He’s been billed as the new Pied Piper but it’s going to take a while for Tom Service to quite match the engaging brilliance of David Munrow, who back in the 1960s persuaded us that medieval pipes-only music was cool listening. Munrow’s series on what was then the Third Programme was aimed at six-to-12-year-olds but succeeded in drawing everyone in because of his gift for communication and his willingness to explore the wilder shores of repertoire, creating sound connections we had never heard before. Service’s new magazine programme for Radio 3, The Listening Service, may be inspired by Munrow but it’s not yet sure what it’s meant to be. How experimental? How difficult the content?

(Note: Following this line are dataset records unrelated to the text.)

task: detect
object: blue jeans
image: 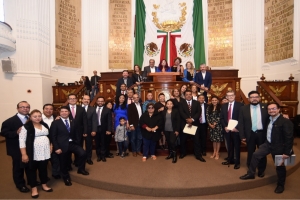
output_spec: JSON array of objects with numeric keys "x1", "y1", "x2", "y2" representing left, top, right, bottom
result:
[
  {"x1": 91, "y1": 86, "x2": 99, "y2": 100},
  {"x1": 143, "y1": 138, "x2": 156, "y2": 157},
  {"x1": 117, "y1": 141, "x2": 128, "y2": 154},
  {"x1": 130, "y1": 126, "x2": 142, "y2": 152}
]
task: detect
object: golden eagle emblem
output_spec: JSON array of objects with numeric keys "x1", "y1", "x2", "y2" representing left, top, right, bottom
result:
[
  {"x1": 210, "y1": 83, "x2": 228, "y2": 96},
  {"x1": 269, "y1": 85, "x2": 286, "y2": 96},
  {"x1": 62, "y1": 89, "x2": 76, "y2": 98},
  {"x1": 110, "y1": 84, "x2": 117, "y2": 92}
]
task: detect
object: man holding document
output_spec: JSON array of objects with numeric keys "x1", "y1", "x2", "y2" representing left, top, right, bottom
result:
[
  {"x1": 240, "y1": 103, "x2": 294, "y2": 194},
  {"x1": 220, "y1": 91, "x2": 244, "y2": 169},
  {"x1": 179, "y1": 90, "x2": 205, "y2": 162}
]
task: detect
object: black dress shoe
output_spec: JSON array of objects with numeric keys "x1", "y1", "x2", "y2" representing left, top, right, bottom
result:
[
  {"x1": 31, "y1": 194, "x2": 39, "y2": 198},
  {"x1": 67, "y1": 166, "x2": 73, "y2": 171},
  {"x1": 86, "y1": 159, "x2": 93, "y2": 165},
  {"x1": 101, "y1": 157, "x2": 107, "y2": 162},
  {"x1": 106, "y1": 153, "x2": 114, "y2": 158},
  {"x1": 64, "y1": 179, "x2": 72, "y2": 186},
  {"x1": 258, "y1": 172, "x2": 265, "y2": 178},
  {"x1": 239, "y1": 174, "x2": 255, "y2": 180},
  {"x1": 222, "y1": 161, "x2": 235, "y2": 165},
  {"x1": 202, "y1": 152, "x2": 206, "y2": 156},
  {"x1": 77, "y1": 170, "x2": 89, "y2": 175},
  {"x1": 97, "y1": 157, "x2": 101, "y2": 162},
  {"x1": 196, "y1": 157, "x2": 206, "y2": 162},
  {"x1": 52, "y1": 174, "x2": 61, "y2": 179},
  {"x1": 274, "y1": 185, "x2": 284, "y2": 193},
  {"x1": 18, "y1": 186, "x2": 30, "y2": 193},
  {"x1": 179, "y1": 154, "x2": 186, "y2": 159},
  {"x1": 224, "y1": 157, "x2": 228, "y2": 160},
  {"x1": 234, "y1": 164, "x2": 240, "y2": 169},
  {"x1": 42, "y1": 188, "x2": 53, "y2": 192}
]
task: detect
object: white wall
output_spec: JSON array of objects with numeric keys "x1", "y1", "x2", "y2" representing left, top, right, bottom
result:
[{"x1": 0, "y1": 0, "x2": 300, "y2": 127}]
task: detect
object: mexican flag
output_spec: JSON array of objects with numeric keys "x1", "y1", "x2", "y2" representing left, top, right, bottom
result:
[{"x1": 134, "y1": 0, "x2": 205, "y2": 69}]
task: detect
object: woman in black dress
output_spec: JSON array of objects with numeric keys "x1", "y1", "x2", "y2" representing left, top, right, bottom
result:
[
  {"x1": 171, "y1": 57, "x2": 184, "y2": 73},
  {"x1": 132, "y1": 65, "x2": 143, "y2": 96},
  {"x1": 154, "y1": 93, "x2": 167, "y2": 150}
]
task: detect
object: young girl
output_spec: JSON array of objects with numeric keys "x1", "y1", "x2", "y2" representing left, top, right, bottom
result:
[{"x1": 115, "y1": 117, "x2": 128, "y2": 158}]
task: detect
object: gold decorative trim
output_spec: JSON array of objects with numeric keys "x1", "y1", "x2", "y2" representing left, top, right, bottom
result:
[
  {"x1": 210, "y1": 83, "x2": 228, "y2": 96},
  {"x1": 107, "y1": 89, "x2": 111, "y2": 93},
  {"x1": 269, "y1": 85, "x2": 286, "y2": 96},
  {"x1": 236, "y1": 82, "x2": 240, "y2": 91},
  {"x1": 291, "y1": 84, "x2": 294, "y2": 92},
  {"x1": 56, "y1": 89, "x2": 58, "y2": 96},
  {"x1": 100, "y1": 84, "x2": 103, "y2": 93}
]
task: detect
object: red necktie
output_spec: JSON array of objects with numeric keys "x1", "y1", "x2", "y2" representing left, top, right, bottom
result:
[
  {"x1": 227, "y1": 103, "x2": 232, "y2": 122},
  {"x1": 188, "y1": 101, "x2": 191, "y2": 114}
]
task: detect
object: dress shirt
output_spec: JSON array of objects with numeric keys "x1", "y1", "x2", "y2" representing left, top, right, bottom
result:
[
  {"x1": 227, "y1": 101, "x2": 235, "y2": 120},
  {"x1": 82, "y1": 104, "x2": 88, "y2": 112},
  {"x1": 202, "y1": 72, "x2": 206, "y2": 80},
  {"x1": 42, "y1": 114, "x2": 54, "y2": 128},
  {"x1": 267, "y1": 114, "x2": 280, "y2": 143},
  {"x1": 135, "y1": 103, "x2": 142, "y2": 118},
  {"x1": 200, "y1": 103, "x2": 206, "y2": 123},
  {"x1": 17, "y1": 113, "x2": 29, "y2": 124},
  {"x1": 96, "y1": 106, "x2": 103, "y2": 125},
  {"x1": 69, "y1": 104, "x2": 77, "y2": 115},
  {"x1": 127, "y1": 97, "x2": 133, "y2": 105},
  {"x1": 61, "y1": 118, "x2": 72, "y2": 141},
  {"x1": 186, "y1": 100, "x2": 192, "y2": 106},
  {"x1": 120, "y1": 90, "x2": 127, "y2": 95},
  {"x1": 150, "y1": 67, "x2": 156, "y2": 73},
  {"x1": 250, "y1": 104, "x2": 263, "y2": 130},
  {"x1": 123, "y1": 78, "x2": 127, "y2": 85}
]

It’s timetabled at 5 p.m. on a Sunday afternoon, presumably in the hope that, like Munrow’s series, it might catch the interest of ‘young adults’ before they have to buckle down to the last-minute homework rush. This perhaps explains why, in the first episode at least, it was difficult to pin down its tone, starting off with Julie Andrews and The Sound of Music and ending with Mozart’s overture to Le nozze di Figaro (note the lack of translation). That first programme looked at musical beginnings: how do composers (whether standard classical, contemporary upstart or platinum-selling pop star) start a piece of music? How do they begin?
Anna Meredith, who has written music for the BBC’s Last Night of the Proms as well as for ‘a flashmob body-percussion performance’ in a service station on the M6, says that even before she has written a note she will have the title. This gives her an idea of the journey she wants to go on, and also the trip she wants us as listeners to enjoy.